Created by American-born sculptor James Earle Fraser (1876-1953), End of the Trail, a representation of an American Indian on horseback, has endured to become one of the most recognizable images in the United States. Fraser was born in Winona, Minnesota, and spent much of his childhood growing up on the Great Plains in Mitchell, South Dakota. The family later moved to Chicago, where Fraser attended the Art Institute.
In 1893 Fraser assisted with installations at the World's Colombian Exposition (World's Fair) in Chicago. Inspired by numerous exhibits depicting the American Indian and by his childhood memories, Fraser created the original bronze version of End of the Trail in 1894.
In 1897 Fraser left the United States to study abroad. He took his bronze piece with him, and in 1898 he won the John Wanamaker prize at the American Artists Association exhibition in Paris. The prestigious award earned the young art student the opportunity to study at the École des Beaux-Arts in Paris. In addition, he became an assistant to renowned sculptor Augustus Saint-Gaudens.
After returning to the United States in 1900, Fraser reworked his End of the Trail sculpture numerous times in preparation for an eighteen-foot-tall monumental version of the work created in plaster exclusively for the 1915 Panama-Pacific International Exposition in San Francisco, California. From 1912 to 1913 Chief John Big Tree of the Seneca tribe served as a model in Fraser's New York studio, posing for End of the Trail as well as for the famed "buffalo" nickel.
Following the conclusion of the exposition, the artist wished to have his work cast in bronze. However, when the United States entered into World War I in 1917, bronze became very scarce, and the majority of sculptures that had been exhibited at the expo were deposited into a mud pit in Marina Park. Fraser made several attempts to locate his sculpture in order to obtain a copyright for the image and to cast the work in bronze. His attempts were unsuccessful, and he assumed the piece to be destroyed. In the meantime, residents of Tulare County, California, rescued and restored it and placed it in Mooney Grove Park in Visalia, California.
In 1967 the National Cowboy and Western Heritage Museum in Oklahoma City acquired Fraser's studio collection, and in 1968 Dean Krakel, the museum's director, traveled to California to acquire the plaster work. It was removed from Mooney Grove Park and taken to Oklahoma City. In return, Krakel planned for a bronze casting of the sculpture to be returned to the park.

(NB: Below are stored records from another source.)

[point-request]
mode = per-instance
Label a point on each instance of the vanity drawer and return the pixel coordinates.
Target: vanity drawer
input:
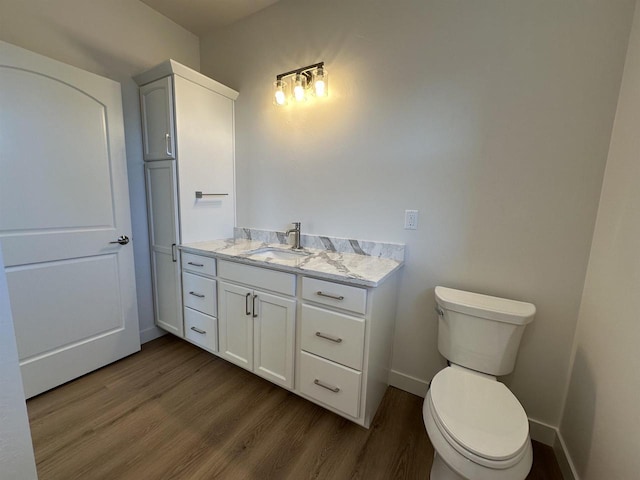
(199, 293)
(257, 277)
(333, 335)
(335, 294)
(201, 329)
(199, 264)
(330, 383)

Over the course of his career Fraser created numerous other sculptures, including several smaller bronze castings of End of the Trail. The 1915 version remains on exhibit at the National Cowboy and Western Heritage Museum in Oklahoma City, Oklahoma.

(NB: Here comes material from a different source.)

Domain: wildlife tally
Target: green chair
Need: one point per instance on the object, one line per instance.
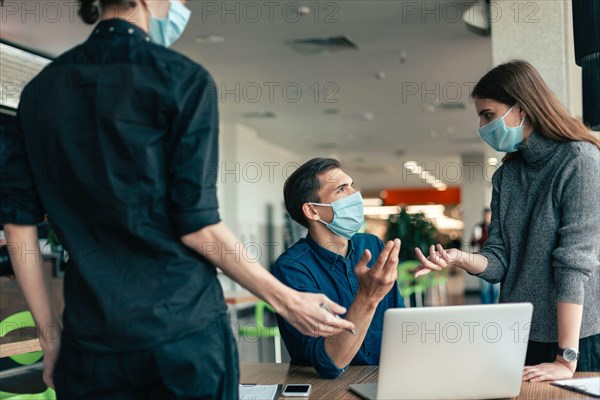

BIBLIOGRAPHY: James Earle Fraser, "Memoirs," James E. and Laura G. Fraser Studio Collection, Donald C. and Elizabeth M. Dickinson Research Center, National Cowboy and Western Heritage Museum, Oklahoma City, Oklahoma. Dean Krakel, Adventures in Western Art (Kansas City: The Lowell Press, 1977). Dean Krakel, End of the Trail: The Odyssey of a Statue (Norman: University of Oklahoma Press, 1973).